Meteorite That Hit Earth 50,000 Years Ago Reveals Unusual Diamond Structures

A meteorite that hit Earth 50,000 years ago had something unique in store – it contained diamonds with a hexagonal structure.

Diamond is the hardest known substance on Earth. Besides adorning our jewelry, it performs some important roles in technology, from abrasives and electronics to nanomedicine and laser technology. The newly discovered diamond structure can broaden its scope in technological advances.

The diamonds we are familiar with are packed in a cubic structure. They were formed around 90 miles below Earth's surface, with temperatures up to 2,000 degrees Fahrenheit.

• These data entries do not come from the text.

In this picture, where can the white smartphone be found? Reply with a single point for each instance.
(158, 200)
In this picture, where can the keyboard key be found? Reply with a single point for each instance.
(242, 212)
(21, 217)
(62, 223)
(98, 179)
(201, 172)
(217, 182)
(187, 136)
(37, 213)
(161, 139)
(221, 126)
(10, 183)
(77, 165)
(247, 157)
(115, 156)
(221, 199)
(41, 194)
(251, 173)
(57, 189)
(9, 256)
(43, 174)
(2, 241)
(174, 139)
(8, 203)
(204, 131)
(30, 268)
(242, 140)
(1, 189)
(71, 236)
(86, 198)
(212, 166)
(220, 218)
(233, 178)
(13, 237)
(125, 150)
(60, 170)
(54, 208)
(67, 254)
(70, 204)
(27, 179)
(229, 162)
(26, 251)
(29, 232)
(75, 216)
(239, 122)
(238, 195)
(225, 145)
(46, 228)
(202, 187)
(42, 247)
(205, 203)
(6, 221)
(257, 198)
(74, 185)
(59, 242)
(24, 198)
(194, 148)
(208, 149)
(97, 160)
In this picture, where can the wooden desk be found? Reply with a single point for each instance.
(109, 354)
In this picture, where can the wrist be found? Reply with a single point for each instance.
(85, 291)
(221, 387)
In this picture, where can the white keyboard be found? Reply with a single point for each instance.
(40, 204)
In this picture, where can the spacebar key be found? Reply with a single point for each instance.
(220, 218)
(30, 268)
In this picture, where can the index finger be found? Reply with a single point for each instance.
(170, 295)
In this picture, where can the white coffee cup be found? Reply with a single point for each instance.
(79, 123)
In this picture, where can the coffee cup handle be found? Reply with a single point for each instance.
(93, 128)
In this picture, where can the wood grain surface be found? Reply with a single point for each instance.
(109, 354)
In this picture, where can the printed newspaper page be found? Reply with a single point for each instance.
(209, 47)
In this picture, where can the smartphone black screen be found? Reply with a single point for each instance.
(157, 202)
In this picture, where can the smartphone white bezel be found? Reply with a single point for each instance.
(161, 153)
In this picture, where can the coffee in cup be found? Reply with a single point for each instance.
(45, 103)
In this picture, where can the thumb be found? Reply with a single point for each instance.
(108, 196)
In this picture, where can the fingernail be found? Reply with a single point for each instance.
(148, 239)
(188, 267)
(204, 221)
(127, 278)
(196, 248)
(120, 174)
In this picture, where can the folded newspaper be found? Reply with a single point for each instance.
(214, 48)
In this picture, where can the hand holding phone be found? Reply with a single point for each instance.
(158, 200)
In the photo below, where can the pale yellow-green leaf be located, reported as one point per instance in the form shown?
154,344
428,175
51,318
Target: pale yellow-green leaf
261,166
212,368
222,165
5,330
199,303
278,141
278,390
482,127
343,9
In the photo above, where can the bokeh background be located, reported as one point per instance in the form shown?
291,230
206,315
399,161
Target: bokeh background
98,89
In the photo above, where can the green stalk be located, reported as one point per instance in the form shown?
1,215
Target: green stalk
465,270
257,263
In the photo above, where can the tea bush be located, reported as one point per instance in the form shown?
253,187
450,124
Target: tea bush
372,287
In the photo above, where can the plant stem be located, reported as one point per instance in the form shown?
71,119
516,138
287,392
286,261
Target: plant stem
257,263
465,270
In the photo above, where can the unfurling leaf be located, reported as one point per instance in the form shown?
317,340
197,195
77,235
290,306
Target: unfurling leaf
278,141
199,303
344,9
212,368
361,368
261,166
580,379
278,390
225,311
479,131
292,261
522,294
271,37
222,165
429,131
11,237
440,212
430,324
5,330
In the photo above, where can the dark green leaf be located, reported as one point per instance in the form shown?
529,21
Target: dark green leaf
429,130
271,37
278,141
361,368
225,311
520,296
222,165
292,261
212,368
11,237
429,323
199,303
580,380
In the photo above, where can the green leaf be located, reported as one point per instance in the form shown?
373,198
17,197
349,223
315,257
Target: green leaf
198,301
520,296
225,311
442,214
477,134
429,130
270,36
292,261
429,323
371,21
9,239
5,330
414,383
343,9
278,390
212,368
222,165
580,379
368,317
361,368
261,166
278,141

However, the diamonds found in the Canyon Diablo meteorite, which hit Earth 50,000 years ago and was first discovered in Arizona in 1891, have a hexagonal structure. This type of diamond is called lonsdaleite – named after crystallographer Dame Kathleen Lonsdale, the first female professor of University College London.

Though scientists have previously manufactured lonsdaleite in a lab – using gunpowder and compressed air to propel graphite disks 15,000 mph at a wall, they occur naturally only when asteroids strike the earth.

One distinguishing aspect of the diamond structure found in the canyon was the presence of graphene, another carbon-based material, interwoven with the diamond lattice. These growths are called diaphites. Graphene is made of a one-atom-thick layer of carbon, set up in a hexagonal shape. The presence of diaphites in the meteorite suggests that they can be found in other carbonaceous material, researchers wrote in a study published in the journal Proceedings of the National Academy of Sciences.

Researchers found "stacking faults" within these intriguing layers of diamonds and diaphites, which means the layers were not aligned perfectly.

Graphene is as light as a feather and as durable as a diamond – both transparent and highly conductive. It is also one million times thinner than a human hair.

The structure could one day be used to develop targeted medicines, electronics with ultra-fast charging speeds, or faster and more ductile technology, the researchers noted.

"Through the controlled layer growth of structures, it should be possible to design materials that are both ultra-hard and also ductile, as well as have adjustable electronic properties from a conductor to an insulator," said study co-author Christoph Salzmann, a chemist at University College London.